Yang, A., N. Walker, R. Bronson, M. Kaghad, M. Oosterwegel, J. Bonnin, C. Vagner, H. Bonnet, P. Dikkes, A. Sharpe, F. McKeon, and D. Caput (2000) Nature 404:99-103.

p73-deficient mice have neurological, pheromonal and inflammatory defects but lack spontaneous tumours

p73 (ref. 1) has high homology with the tumour suppressor p53 (refs 2- 4), as well as with p63, a gene implicated in the maintenance of epithelial stem cells. Despite the localization of the p73 gene to chromosome 1p36.3, a region of frequent aberration in a wide range of human cancers, and the ability of p73 to transactivate p53 target genes, it is unclear whether p73 functions as a tumour suppressor. Here we show that mice functionally deficient for all p73 isoforms exhibit profound defects, including hippocampal dysgenesis, hydrocephalus, chronic infections and inflammation, as well as abnormalities in pheromone sensory pathways. In contrast to p53-deficient mice, however, those lacking p73 show no increased susceptibility to spontaneous tumorigenesis. We report the mechanistic basis of the hippocampal dysgenesis and the loss of pheromone responses, and show that new, potentially dominant-negative, p73 variants are the predominant expression products of this gene in developing and adult tissues. Our data suggest that there is a marked divergence in the physiological functions of the p53 family members, and reveal unique roles for p73 in neurogenesis, sensory pathways and homeostatic control.

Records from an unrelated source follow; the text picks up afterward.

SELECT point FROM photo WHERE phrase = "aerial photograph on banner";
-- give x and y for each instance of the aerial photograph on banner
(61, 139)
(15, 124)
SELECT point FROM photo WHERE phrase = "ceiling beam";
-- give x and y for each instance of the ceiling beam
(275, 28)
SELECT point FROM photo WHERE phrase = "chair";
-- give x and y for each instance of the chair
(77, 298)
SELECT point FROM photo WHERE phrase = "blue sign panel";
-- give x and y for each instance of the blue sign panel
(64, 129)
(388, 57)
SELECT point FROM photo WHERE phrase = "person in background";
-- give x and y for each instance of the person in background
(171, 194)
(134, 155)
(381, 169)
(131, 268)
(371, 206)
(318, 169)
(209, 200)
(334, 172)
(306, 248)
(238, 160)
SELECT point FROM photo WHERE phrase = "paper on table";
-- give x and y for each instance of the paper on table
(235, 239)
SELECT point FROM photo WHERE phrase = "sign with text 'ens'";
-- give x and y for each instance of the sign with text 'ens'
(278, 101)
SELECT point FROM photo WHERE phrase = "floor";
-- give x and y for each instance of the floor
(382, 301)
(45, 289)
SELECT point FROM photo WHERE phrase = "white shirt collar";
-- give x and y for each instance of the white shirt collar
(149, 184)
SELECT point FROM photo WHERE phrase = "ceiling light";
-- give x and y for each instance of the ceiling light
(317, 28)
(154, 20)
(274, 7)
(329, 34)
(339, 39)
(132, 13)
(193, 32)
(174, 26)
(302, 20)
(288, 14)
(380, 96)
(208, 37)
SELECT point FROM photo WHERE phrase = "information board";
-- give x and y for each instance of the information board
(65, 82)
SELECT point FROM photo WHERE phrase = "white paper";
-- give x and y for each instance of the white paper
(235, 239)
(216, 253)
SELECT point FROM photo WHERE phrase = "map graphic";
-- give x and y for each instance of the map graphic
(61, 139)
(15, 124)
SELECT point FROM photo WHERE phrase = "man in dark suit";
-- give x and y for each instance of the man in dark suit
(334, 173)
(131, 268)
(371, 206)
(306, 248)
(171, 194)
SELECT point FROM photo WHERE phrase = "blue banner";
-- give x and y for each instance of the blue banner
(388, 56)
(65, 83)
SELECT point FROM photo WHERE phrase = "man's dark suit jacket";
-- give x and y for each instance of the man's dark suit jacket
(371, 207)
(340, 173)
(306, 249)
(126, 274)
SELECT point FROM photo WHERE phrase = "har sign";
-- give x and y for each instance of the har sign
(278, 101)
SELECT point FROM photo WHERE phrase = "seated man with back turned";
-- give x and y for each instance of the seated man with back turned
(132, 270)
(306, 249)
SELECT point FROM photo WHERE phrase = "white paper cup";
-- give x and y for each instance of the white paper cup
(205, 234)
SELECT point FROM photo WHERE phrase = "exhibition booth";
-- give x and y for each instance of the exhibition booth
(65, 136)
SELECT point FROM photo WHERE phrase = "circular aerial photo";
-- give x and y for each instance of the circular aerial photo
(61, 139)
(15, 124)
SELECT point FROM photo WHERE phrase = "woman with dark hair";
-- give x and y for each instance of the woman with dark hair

Flores, E. R., S. Sengupta, J. B. Miller, J. J. Newman, R. Bronson, D. Crowley, A. Yang, F. McKeon, and T. Jacks (2005) Cancer Cell 7:363-373.

Tumor predisposition in mice mutant for p63 and p73: Evidence for broader tumor suppressor functions for the p53 family

p63 and p73 are functionally and structurally related to the tumor suppressor p53. However, their own role in tumor suppression is unclear. Given the p53-like properties of p63 and p73, we tested whether they are involved in tumor suppression by aging mice heterozygous for mutations in all p53 family genes and scored for spontaneous tumors. We show here that p63(+/-);p73(+/-) mice develop spontaneous tumors. Loss of p63 and p73 can also cooperate with loss of p53 in tumor development. Mice heterozygous for mutations in both p53 and p63 or p53 and p73 displayed higher tumor burden and metastasis compared to p53(+/-) mice. These findings provide evidence for a broader role for the p53 family than has been previously reported.